Tajikistan: Human rights defenders face increasing threats in climate of fear, says UN expert

09 December 2022

The authorities in Tajikistan must radically improve the situation of its human rights defenders, and dispel an intensifying climate of fear, a UN independent expert said today after a two-week official visit to the country.

Photo: © Pavlo Byalyk, UN in Tajikistan

“Some officials in the Tajik government are trying to engage positively with human rights defenders, and there has been some legislative progress. However, many of those who peacefully defend the rights of others are under increasing pressure,” the Special Rapporteur on the situation of human rights defenders, Mary Lawlor, said in a statement.

“The situation of human rights defenders is deteriorating. Lawyers, journalists and others are being targeted for their human rights work. They have been confronted with a range of difficulties ranging from onerous administrative burdens, to harassment, threats, criminalisation, closed unfair trials and imprisonment,” Lawlor said. “A climate of corruption, the fear of persecution and a stranglehold on human rights defenders working on difficult issues have forced some to leave the country.”

The Tajik government should live up to its international obligations and commitments, and work with human rights defenders to build peaceful, fair and just societies.

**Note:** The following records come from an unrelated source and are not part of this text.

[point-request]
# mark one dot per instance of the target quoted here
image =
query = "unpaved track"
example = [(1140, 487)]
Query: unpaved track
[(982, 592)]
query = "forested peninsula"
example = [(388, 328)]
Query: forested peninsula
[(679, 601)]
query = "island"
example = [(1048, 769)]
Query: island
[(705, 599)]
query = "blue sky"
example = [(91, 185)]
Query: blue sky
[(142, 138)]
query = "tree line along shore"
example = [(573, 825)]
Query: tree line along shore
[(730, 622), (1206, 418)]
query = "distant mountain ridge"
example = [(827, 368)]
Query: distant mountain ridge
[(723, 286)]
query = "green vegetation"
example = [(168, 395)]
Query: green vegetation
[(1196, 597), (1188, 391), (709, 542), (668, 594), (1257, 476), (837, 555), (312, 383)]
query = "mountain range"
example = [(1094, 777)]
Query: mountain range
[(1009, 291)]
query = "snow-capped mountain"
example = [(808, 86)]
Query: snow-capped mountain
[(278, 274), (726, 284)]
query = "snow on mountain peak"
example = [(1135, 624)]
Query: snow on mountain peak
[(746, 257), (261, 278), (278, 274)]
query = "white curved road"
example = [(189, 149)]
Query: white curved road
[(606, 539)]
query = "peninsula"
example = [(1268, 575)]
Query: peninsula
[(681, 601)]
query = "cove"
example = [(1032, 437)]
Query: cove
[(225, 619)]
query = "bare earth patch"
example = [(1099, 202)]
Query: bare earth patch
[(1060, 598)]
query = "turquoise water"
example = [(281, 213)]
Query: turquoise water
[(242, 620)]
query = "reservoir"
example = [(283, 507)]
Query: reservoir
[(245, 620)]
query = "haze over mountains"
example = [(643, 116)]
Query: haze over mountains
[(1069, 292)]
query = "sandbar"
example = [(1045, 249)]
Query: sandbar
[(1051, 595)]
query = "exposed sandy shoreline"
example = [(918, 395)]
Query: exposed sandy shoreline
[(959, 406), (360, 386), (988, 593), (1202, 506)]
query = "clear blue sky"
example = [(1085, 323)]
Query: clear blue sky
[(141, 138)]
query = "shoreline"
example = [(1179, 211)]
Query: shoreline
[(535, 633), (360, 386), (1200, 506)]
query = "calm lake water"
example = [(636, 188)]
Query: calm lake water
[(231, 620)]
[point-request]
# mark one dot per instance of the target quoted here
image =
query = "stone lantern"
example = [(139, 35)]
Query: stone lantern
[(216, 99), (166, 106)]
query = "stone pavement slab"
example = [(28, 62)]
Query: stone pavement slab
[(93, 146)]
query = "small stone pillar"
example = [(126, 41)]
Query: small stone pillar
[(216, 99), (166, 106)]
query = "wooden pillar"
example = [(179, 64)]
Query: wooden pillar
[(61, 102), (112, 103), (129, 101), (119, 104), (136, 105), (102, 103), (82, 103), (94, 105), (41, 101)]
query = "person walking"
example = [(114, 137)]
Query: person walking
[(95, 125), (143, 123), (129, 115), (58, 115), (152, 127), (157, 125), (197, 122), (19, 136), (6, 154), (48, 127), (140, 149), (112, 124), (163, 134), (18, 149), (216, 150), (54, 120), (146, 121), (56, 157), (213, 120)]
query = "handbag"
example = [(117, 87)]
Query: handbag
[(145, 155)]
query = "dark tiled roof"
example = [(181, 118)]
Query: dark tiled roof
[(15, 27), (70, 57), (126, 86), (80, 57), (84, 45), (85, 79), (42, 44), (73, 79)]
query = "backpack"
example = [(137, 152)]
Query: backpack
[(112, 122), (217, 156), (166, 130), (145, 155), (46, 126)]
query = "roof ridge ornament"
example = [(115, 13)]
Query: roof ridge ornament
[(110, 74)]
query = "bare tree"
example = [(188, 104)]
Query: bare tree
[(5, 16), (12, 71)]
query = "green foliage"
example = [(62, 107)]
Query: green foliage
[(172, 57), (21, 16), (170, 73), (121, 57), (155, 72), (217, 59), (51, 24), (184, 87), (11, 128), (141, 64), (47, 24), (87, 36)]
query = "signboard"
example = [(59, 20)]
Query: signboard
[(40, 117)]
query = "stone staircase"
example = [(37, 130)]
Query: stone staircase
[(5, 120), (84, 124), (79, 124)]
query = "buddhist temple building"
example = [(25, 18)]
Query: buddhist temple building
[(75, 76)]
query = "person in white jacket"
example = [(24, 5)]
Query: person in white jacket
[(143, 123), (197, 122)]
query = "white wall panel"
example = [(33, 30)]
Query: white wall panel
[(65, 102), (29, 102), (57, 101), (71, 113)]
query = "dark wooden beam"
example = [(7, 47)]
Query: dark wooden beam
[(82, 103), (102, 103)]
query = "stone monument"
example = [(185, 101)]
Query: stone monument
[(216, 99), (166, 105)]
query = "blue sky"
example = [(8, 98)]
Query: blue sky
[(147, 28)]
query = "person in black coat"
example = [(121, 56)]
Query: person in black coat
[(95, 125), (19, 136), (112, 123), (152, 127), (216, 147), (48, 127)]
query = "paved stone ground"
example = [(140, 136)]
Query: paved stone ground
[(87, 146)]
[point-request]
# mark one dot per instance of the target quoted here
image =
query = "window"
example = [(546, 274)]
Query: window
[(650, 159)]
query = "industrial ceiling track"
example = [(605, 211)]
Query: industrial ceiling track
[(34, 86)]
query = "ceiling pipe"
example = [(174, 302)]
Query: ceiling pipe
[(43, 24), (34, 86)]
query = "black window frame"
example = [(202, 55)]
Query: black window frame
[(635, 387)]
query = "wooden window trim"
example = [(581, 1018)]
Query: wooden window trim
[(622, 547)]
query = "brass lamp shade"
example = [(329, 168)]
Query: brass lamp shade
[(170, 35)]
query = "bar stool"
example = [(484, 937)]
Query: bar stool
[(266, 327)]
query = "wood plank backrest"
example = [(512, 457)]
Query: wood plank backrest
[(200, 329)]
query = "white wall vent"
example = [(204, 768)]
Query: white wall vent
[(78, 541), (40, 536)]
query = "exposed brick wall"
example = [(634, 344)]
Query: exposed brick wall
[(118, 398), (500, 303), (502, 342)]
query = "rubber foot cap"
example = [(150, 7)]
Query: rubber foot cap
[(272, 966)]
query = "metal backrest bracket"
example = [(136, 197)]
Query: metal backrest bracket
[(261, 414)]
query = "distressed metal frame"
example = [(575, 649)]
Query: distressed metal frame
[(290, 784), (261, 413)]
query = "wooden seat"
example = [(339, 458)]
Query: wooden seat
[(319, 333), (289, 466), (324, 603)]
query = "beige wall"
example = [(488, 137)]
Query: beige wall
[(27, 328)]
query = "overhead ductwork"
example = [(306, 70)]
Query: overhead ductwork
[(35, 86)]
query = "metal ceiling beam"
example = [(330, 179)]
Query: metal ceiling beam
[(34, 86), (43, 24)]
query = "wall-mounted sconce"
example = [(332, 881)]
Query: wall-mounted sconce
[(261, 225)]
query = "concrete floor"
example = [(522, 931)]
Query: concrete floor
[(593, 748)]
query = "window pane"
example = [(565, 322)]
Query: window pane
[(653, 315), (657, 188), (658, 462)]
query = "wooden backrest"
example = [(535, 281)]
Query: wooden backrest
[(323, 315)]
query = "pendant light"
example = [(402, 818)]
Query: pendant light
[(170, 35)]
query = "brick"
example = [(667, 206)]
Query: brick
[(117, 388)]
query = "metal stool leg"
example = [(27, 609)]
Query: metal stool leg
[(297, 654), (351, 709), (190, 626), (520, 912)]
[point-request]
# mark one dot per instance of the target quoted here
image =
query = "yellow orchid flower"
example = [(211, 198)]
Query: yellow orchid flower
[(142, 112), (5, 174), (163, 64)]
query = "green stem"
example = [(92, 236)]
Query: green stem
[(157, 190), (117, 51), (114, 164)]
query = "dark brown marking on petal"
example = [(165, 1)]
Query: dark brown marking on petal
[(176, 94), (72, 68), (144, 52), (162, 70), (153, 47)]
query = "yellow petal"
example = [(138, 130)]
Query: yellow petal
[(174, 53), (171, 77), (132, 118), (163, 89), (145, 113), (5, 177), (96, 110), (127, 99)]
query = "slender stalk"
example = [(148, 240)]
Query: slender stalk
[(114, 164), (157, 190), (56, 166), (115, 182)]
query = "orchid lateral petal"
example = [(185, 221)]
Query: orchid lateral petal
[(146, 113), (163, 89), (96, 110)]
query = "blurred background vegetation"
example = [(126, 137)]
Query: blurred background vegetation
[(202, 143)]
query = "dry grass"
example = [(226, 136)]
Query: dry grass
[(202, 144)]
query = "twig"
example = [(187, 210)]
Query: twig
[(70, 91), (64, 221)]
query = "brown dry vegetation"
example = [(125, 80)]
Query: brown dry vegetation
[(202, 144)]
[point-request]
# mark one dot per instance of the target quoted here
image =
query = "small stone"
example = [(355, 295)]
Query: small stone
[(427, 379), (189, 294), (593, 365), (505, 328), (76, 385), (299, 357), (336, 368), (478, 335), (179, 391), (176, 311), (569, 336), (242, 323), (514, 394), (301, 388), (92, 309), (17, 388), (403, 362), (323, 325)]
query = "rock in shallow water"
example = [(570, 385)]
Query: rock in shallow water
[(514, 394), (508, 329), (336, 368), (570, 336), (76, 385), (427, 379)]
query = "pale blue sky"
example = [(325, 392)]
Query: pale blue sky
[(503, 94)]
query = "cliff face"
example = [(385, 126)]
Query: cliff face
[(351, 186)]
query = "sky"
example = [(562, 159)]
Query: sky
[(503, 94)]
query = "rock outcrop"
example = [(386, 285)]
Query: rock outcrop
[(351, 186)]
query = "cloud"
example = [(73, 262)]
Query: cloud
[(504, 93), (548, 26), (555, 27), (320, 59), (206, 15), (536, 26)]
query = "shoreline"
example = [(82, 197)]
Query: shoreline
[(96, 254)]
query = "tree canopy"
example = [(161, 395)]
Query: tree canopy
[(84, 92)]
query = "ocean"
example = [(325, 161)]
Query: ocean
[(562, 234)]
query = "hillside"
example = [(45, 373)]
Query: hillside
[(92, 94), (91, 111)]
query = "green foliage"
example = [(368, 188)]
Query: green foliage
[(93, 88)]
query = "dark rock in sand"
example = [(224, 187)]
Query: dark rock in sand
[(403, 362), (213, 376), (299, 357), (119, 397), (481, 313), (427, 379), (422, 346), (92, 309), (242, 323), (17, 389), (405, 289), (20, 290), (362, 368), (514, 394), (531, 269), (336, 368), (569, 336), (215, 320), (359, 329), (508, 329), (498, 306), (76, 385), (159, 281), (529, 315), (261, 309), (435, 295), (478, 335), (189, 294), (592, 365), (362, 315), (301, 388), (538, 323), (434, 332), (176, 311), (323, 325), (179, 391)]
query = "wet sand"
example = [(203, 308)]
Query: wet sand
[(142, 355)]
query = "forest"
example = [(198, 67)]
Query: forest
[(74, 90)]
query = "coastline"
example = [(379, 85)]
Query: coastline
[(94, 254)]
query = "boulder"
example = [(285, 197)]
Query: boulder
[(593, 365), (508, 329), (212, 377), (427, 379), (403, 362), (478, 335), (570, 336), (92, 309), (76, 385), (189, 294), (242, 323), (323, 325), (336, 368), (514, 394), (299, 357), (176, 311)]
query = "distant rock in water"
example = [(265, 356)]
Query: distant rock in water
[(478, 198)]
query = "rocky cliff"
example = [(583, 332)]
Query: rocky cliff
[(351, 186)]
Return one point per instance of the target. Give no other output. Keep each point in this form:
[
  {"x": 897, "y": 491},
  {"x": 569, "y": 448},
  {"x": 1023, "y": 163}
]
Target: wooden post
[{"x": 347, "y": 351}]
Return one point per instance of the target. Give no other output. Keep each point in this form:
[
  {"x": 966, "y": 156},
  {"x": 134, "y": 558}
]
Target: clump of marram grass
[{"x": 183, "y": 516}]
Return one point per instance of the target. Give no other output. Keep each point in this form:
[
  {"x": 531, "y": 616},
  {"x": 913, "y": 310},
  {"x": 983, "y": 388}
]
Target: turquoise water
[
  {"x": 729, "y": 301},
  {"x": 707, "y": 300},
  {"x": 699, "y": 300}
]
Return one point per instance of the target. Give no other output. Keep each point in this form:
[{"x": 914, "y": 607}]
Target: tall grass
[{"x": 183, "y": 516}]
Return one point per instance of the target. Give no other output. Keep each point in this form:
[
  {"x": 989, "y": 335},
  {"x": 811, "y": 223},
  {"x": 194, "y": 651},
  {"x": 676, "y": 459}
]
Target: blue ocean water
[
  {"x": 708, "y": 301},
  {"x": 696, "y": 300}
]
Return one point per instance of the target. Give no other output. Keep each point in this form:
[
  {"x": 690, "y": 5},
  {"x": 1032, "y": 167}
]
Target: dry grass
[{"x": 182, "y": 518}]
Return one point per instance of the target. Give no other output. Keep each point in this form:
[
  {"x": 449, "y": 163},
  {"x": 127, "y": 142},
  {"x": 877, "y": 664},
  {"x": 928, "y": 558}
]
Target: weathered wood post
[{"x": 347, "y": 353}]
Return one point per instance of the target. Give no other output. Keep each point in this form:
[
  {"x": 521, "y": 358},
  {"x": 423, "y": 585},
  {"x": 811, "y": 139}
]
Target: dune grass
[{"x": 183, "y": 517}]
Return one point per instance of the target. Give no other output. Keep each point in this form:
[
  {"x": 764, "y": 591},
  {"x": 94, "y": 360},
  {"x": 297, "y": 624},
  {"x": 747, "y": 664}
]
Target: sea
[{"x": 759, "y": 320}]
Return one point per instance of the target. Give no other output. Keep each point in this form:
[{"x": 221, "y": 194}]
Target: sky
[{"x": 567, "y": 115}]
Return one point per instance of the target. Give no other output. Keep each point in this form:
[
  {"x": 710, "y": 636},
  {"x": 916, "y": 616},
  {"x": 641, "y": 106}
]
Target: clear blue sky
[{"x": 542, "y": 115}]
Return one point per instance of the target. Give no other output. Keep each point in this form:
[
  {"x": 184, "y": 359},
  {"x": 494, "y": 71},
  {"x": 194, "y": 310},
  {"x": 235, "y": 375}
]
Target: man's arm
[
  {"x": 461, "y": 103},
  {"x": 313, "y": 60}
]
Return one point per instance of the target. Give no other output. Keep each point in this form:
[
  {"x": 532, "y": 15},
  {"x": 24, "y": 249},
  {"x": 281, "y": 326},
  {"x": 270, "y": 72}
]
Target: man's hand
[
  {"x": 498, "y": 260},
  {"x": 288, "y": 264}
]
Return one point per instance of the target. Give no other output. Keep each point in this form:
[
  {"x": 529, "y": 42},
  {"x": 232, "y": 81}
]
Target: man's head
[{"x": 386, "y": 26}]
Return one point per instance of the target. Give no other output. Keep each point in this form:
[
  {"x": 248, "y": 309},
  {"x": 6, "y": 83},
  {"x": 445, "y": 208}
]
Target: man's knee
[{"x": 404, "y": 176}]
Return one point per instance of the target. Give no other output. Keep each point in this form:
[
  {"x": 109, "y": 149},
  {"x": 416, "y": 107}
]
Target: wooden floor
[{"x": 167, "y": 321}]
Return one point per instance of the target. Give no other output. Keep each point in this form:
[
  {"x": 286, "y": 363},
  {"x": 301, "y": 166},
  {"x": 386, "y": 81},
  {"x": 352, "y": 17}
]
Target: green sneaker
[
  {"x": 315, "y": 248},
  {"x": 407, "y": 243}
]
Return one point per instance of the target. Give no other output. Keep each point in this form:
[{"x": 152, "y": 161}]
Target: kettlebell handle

During her visit, the Special Rapporteur held meetings with government authorities in Dushanbe, and also travelled to Khujand. She held discussions with the Ombudsman, members of Parliament, prosecutors, the Supreme Court and representatives of the international community. She also visited a pre-trial detention centre and met human rights defenders there. Her request to visit the Gorno-Badakhshan Autonomous Oblast (province) was denied.

“The Tajik Government must realise that it is in its self-interest to promote and protect human rights defenders working to build just and fair societies,” Lawlor said. “I urge the Government to treat human rights defenders as allies, not adversaries.”

The Special Rapporteur will present a full report on her visit to the Human Rights Council in March 2024.

ENDS

Ms. Mary Lawlor is the Special Rapporteur on the situation of human rights defenders. She is currently Associate Professor of Business and Human Rights at the Centre for Social Innovation (CSI) at Trinity College Dublin Business School. In 2001 she founded Front Line Defenders - the International Foundation for the Protection of Human Rights Defenders to focus on human rights defenders at risk. As Executive Director between 2001 and 2016, Ms. Lawlor represented Front Line Defenders and played a key role in its development. Ms. Lawlor was previously Director of the Irish Office of Amnesty International from 1988 to 2000, after becoming a member of the Board of Directors in 1975 and being elected its President from 1983 to 1987.

The Special Rapporteurs, Independent Experts and Working Groups are part of what is known as the Special Procedures of the Human Rights Council. Special Procedures, the largest body of independent experts in the UN Human Rights system, is the general name of the Council’s independent fact-finding and monitoring mechanisms that address either specific country situations or thematic issues in all parts of the world. Special Procedures’ experts work on a voluntary basis; they are not UN staff and do not receive a salary for their work. They are independent from any government or organization and serve in their individual capacity.